Permalink | 3 comments
A test-well for collecting gas hydrates in Mallik, Canada. (Photo: USGS)
A test-well for collecting gas hydrates in Mallik, Canada. (Photo:
USGS)

There’s a whole lot of methane in them thar seaflooor. But is it good as gold or fool’s gold?

Remember when shale gas was the next big thing? The game changer that would revolutionize the energy world, providing Americans with an abundant source of clean, environmentally friendly fuel?

Shale gas, undoubtedly, has turned out to be a big thing. Natural gas production has been steadily climbing since 2006, and natural gas prices are so low that gas is displacing dirty coal as the fuel of choice in our power plants.

But, with concerns over water pollution and air pollution from the process of horizontal drilling and hydraulic fracturing (fracking) — and global warming impacts (conceivably as bad as or even worse than coal) from natural gas leakages from the extraction and piping of the fuel — the bona fides of shale gas as an environmentally friendly fuel has been pretty well tarnished.

Now a new source of natural gas threatens to take shale’s position as the ultimate energy game changer of our times: methane hydrates.

Gas Hydrates Burning

Because methane hydrates can release enough methane to sustain a flame, they are sometimes referred to as “the ice that burns.” (Photo Credit: USGS)

Methane Hydrates: A Veritable Gold Mine?

A methane hydrate is an ice-like cage of water molecules in which a molecule of methane is trapped. Methane hydrates form at low temperatures and high pressures like those found below water depths of about 500 meters off the coasts of continents, in seafloor sediments and in permafrost. (More here, here and here.)

And here’s the thing. Geologists estimate that there are enormous quantities of methane stored in the ocean bottom as hydrates. How much is enormous? Would about twice the amount of carbon that is found in all the other fossil fuels meet the enormous criteria? (See herehere and here.)

But having a huge resource of methane sitting on the ocean floor is one thing; being able to extract the stuff economically and bring it to the surface is another. Just look how long it took for the commercial shale gas boom to develop. Decades from the time the first well was fracked.

And as the Deepwater Horizon blowout and its ongoing ripple effects highlight, moving into new areas of energy extraction is no easy task and could be fraught with accidents waiting to happen. (An interesting aside: methane hydrates compounded the tricky business of trying to seal the Deepwater Horizon leak.)

So economics, technology and scientists’ relatively poor understanding of methane hydrates have seemingly conspired to keep the natural gas locked in these hydrates at bay … until just about now.

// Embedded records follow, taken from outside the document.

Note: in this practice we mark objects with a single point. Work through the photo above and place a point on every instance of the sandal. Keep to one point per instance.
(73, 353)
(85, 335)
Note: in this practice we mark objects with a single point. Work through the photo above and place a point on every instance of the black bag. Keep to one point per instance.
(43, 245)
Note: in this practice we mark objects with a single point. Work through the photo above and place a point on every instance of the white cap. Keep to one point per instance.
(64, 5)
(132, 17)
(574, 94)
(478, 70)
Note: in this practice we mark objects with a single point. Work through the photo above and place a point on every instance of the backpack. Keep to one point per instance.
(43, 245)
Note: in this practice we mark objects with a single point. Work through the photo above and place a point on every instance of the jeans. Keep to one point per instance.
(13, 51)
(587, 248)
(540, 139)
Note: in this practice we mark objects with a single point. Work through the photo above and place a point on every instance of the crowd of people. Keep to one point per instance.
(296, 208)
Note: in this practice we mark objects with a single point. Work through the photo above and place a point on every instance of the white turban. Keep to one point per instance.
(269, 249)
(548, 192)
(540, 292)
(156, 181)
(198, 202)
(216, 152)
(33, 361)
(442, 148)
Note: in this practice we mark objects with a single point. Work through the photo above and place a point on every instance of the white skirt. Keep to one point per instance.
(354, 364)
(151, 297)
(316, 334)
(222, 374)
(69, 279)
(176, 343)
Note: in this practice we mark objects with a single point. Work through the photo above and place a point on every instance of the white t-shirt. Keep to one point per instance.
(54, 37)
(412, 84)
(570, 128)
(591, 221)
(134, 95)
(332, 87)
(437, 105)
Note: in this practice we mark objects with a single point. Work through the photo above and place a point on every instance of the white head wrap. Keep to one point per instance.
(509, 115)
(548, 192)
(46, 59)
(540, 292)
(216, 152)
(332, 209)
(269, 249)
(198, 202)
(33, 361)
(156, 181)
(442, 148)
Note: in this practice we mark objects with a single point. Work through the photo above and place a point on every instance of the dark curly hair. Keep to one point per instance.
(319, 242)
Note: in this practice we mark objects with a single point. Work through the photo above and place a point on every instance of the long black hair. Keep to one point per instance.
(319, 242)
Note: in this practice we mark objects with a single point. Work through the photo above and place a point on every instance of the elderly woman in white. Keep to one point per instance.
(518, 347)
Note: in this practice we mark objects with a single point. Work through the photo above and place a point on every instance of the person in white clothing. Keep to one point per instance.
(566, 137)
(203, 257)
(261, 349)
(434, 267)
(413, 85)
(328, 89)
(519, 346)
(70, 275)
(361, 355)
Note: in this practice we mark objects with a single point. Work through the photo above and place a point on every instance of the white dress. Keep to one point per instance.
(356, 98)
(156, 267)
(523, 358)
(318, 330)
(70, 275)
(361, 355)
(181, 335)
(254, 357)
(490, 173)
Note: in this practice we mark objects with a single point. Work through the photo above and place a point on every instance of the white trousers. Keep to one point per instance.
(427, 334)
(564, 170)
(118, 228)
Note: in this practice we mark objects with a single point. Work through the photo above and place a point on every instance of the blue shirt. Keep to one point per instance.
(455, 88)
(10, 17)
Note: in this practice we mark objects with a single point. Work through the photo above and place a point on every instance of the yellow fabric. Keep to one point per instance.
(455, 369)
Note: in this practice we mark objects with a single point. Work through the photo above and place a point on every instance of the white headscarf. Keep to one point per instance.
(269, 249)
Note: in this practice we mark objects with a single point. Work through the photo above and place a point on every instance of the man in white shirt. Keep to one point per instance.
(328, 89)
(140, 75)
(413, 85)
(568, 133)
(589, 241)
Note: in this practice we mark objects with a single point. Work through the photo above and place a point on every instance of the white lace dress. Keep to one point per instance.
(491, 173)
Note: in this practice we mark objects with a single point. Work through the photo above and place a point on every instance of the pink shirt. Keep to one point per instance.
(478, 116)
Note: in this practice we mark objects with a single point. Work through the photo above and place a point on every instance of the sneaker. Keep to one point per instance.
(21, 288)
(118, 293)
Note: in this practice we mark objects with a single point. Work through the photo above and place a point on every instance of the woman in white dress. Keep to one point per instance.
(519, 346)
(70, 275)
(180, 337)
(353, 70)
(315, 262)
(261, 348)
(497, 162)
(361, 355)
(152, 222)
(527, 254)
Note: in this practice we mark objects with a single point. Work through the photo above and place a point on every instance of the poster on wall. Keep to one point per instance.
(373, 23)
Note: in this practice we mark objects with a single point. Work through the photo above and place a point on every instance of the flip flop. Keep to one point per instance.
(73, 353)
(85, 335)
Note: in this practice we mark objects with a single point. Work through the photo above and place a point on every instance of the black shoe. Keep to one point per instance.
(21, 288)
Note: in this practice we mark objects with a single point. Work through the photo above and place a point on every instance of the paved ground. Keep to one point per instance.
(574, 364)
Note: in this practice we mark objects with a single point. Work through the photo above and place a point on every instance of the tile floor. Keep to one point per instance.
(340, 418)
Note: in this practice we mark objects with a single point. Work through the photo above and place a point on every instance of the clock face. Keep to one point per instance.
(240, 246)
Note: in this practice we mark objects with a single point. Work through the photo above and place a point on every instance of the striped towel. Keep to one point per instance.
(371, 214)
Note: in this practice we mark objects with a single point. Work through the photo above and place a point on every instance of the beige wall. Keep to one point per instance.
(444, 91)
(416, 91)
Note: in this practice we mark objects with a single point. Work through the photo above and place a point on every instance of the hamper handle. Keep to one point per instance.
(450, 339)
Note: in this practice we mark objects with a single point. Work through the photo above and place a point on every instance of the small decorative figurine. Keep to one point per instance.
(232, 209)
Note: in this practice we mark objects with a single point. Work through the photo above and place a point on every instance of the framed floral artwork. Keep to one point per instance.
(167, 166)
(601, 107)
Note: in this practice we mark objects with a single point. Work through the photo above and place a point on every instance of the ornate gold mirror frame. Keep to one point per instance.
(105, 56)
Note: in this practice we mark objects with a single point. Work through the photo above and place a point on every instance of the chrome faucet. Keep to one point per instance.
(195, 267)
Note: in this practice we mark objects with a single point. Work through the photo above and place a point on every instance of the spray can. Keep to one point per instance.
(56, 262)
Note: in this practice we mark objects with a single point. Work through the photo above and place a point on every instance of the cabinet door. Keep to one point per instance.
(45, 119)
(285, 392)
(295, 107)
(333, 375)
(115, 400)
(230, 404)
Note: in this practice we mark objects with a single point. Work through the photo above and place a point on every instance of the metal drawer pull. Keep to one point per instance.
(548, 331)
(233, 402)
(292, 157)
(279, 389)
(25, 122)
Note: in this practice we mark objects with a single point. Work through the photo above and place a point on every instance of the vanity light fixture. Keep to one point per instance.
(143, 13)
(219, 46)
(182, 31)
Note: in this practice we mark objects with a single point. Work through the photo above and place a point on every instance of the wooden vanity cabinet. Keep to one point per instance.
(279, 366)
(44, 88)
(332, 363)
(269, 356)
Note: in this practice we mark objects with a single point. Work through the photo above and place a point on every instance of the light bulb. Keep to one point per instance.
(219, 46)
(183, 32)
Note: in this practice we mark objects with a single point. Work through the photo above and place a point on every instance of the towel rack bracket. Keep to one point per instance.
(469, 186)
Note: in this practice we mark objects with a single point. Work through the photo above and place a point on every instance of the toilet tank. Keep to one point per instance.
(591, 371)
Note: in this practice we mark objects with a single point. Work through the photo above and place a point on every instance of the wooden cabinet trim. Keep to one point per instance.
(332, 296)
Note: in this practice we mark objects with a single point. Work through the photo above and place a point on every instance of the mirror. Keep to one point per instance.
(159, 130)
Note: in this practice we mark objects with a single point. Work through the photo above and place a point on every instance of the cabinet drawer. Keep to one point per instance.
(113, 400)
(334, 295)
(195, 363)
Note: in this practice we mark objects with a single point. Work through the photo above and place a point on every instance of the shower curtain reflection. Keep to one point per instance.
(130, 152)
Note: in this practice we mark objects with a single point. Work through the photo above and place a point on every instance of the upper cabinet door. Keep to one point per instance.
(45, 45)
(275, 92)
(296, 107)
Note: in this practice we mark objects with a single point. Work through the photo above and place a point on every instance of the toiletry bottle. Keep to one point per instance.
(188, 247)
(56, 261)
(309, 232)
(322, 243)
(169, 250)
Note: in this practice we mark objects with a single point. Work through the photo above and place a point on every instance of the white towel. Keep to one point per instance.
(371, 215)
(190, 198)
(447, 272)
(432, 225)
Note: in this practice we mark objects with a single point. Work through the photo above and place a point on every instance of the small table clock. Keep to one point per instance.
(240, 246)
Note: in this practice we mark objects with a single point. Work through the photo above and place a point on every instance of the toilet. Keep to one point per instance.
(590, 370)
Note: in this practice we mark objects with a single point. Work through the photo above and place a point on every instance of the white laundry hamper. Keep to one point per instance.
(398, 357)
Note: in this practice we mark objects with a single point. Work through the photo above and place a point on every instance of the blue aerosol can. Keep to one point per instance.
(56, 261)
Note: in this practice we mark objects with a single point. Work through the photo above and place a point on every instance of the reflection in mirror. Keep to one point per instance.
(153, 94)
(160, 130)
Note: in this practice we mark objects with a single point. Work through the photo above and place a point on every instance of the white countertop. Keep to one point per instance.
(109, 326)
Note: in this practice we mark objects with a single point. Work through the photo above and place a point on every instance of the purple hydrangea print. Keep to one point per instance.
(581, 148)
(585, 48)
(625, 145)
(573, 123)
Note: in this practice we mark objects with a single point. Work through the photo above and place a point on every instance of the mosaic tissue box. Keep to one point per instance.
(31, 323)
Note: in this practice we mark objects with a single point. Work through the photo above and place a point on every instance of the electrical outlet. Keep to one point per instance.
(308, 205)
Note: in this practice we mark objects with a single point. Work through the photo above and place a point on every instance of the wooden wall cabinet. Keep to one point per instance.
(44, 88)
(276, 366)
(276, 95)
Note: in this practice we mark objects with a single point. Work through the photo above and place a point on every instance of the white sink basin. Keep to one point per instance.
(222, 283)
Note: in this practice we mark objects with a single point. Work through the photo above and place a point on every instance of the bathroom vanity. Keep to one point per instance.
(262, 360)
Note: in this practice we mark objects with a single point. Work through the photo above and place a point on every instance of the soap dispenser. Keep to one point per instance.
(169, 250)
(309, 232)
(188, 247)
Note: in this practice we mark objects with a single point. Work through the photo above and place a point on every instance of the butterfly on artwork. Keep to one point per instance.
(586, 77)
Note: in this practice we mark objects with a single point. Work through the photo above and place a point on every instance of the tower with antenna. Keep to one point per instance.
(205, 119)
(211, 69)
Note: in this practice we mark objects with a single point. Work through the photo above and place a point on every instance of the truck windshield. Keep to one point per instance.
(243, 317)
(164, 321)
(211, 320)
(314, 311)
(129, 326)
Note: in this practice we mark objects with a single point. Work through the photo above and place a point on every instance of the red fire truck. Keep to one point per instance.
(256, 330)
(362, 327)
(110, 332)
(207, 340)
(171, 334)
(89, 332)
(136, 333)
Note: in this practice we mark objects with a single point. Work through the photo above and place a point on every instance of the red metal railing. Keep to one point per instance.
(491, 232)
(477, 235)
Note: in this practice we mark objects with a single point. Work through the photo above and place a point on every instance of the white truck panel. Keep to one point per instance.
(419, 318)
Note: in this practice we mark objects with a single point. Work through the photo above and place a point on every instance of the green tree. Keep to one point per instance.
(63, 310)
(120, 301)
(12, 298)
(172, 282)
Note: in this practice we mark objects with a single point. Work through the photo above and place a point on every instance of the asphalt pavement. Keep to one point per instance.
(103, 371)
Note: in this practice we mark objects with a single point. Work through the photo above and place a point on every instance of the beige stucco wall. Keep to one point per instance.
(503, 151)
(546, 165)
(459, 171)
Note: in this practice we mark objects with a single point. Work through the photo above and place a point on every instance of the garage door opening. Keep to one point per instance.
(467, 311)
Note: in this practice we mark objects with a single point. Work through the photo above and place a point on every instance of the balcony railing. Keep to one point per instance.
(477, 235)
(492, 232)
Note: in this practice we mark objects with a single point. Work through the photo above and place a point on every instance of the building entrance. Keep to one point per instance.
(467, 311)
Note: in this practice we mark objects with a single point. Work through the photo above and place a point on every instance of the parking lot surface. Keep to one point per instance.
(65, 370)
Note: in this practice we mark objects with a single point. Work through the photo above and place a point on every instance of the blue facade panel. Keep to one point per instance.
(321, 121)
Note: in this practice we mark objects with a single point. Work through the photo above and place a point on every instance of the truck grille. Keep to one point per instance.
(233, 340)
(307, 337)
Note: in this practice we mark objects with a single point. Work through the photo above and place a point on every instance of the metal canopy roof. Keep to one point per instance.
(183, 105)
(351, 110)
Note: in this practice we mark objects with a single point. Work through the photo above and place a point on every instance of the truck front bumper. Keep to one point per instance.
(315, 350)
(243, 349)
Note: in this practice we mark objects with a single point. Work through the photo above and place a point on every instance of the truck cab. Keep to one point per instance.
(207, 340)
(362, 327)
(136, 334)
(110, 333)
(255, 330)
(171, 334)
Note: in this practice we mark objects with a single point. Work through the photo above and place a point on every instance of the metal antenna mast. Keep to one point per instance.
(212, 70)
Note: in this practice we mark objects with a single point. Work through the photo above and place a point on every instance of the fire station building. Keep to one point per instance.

Move Over, Shale. Methane Hydrates’ Turn? 

Methane Hydrate structure

Water molecules (1 red oxygen and 2 white hydrogens) form a pentagonal dodecahedron around a methane molecule (1 gray carbon and 4 green hydrogens). This represents 2 of the 8 parts of the typical Structure I gas hydrate molecule. (Courtesy: USGS)

On Tuesday Japan announce that a Japanese teamd, as reported in the New York Times, had successfully “drilled into and then lowered the pressure in the undersea methane hydrate reserve, causing the methane and ice to separate [and] … then piped the natural gas to the surface.” It was quite a feat. The extraction came  from a formation that was not only about 1,000 meters below the sea surface but also 300 meters below the sea floor.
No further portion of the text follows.